The means 37 for removing pads 23' from selected pockets 21 of the indexible turret 12 is installed at or close to the 31/2 o'clock position of the parts 12 and 24 and comprises an advancing means in the form of an endless chain or belt conveyor 38 having an outwardly extending entraining element or pusher 39 which advances a pad 23' in the direction of arrow 41 during movement with the upper reach of the conveyor 38. The means for intermittently driving the conveyor 38 is not specifically shown in the drawing. The receiving (left-hand) end of the conveyor 38 is spaced apart from the turret 12 and carrier 24 to provide room for a transfer unit here shown as including a tongs 43 at least a portion of which is movable back and forth in directions indicated by a double-headed arrow 42 and which is designed to open and close in selected positions and for selected intervals of time in order to withdraw pads 23' from the adjacent pockets 21 and to transfer the thus withdrawn pads onto a suitably sloping portion of a second platform or guide 49 along which the pads 23' are advanced in the direction of arrow 41 by the pusher 39 to reach the next unit 13 of the production line shown in FIGS. 1a and 1b. The tongs 43 cooperates with a reciprocable ram 44 which is installed in the interior of the turret 12 (namely, radially inwardly of the path of movement of the open inner ends of the pockets 21) and whose shank 46 is movable in directions indicated by a double-headed arrow 48 to expel a pad 23' from the adjacent pocket 21 and into the range of the tongs 43 when the shank 46 is caused to move in a direction to the right, as viewed in FIG. 2. A portion of the shank 46 can constitute a toothed rack which is in mesh with a gear 47 serving to move the ram 44 back and forth between the retracted position of FIG. 2 and an extended position in which the ram maintains the radially outermost portion of a pad 23' in the range of the tongs 43. The arrangement is such that the ram 44 performs a forward and return stroke during each interval of dwell of the turret 12, i.e., a pad 23' is expelled from its pocket 21 to advance into the range of the (then open) tongs 43 whenever the worm shaft 29 is brought to a standstill. The direction which is indicated by the arrow 41 coincides, at least substantially, with that (given) direction which is indicated by the arrow 36.
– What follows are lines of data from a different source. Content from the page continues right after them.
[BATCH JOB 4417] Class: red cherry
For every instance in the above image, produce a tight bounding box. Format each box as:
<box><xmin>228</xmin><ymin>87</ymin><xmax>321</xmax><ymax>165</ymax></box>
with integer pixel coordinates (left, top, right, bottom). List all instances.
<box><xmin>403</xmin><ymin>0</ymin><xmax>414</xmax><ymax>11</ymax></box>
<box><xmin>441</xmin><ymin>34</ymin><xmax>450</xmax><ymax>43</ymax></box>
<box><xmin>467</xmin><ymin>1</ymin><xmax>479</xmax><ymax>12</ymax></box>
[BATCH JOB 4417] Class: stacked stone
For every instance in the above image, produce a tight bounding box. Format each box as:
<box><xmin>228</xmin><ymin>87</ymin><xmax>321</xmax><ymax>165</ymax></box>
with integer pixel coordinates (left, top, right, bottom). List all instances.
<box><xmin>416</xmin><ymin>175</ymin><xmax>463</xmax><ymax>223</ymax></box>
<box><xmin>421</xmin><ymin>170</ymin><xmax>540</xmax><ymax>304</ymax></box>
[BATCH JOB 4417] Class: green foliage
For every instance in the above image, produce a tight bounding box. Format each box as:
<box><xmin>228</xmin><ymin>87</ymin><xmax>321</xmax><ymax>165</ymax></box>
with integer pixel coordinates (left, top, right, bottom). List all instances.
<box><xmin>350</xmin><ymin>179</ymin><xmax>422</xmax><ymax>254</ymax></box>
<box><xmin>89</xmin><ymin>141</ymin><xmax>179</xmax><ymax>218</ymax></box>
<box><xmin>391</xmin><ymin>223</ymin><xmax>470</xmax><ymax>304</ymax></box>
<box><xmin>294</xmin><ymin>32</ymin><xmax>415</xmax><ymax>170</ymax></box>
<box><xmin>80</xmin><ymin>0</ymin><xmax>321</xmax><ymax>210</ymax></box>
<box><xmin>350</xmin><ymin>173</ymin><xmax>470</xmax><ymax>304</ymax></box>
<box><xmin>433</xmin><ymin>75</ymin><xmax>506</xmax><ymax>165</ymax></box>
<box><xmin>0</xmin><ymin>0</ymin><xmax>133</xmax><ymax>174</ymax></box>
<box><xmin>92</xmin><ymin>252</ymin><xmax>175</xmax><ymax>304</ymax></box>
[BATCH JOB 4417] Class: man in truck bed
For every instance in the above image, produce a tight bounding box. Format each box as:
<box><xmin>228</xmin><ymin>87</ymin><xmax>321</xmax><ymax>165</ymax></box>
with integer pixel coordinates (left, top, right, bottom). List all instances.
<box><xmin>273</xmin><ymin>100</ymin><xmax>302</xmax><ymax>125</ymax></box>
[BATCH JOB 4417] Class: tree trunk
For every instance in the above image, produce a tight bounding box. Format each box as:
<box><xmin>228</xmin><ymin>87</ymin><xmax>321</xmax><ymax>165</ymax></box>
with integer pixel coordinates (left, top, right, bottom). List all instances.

The treating devices which are adjacent to the path of movement of stacks 23 and pads 23' with the turret 12 include an orienting or aligning device 51 which is immediately adjacent to and located downstream of the feeding means 32, as considered in the direction of arrow 31. The orienting device 51 is located upstream of the removing means 37 at a level below the feeding means 32 and comprises stationary guide elements 52 which are suitably curved so as to conform to the path of movement of inlets 21a of the pockets 21. The guide elements 52 are operatively connected with an electromechanical vibrator 53 which imparts to the guide elements vibratory movements at an optimum frequency. The mobile jaw 22b of the holding means for the stack 23 which is caused to advance past the guide elements 52 of the orienting device 51 is moved to open position so that the sheets of a stack 23 in the pocket 21 advancing past the device 51 are not clamped but abut (with their outer edges) against the adjacent concave surfaces of the elements 52 to ensure that the outer edges of all sheets in a stack 23 which has advanced beyond the device 51 are accurately aligned with each other and together form a smooth edge face which can be properly coated with one or more films or coats of adhesive. The jaws 22b return to their clamping positions before the oriented or aligned sheets of the stacks 23 move beyond the guide elements 52 to thus ensure that the oriented or aligned sheets of such stacks cannot move with reference to one another, at least not in the regions of their radially outermost portions.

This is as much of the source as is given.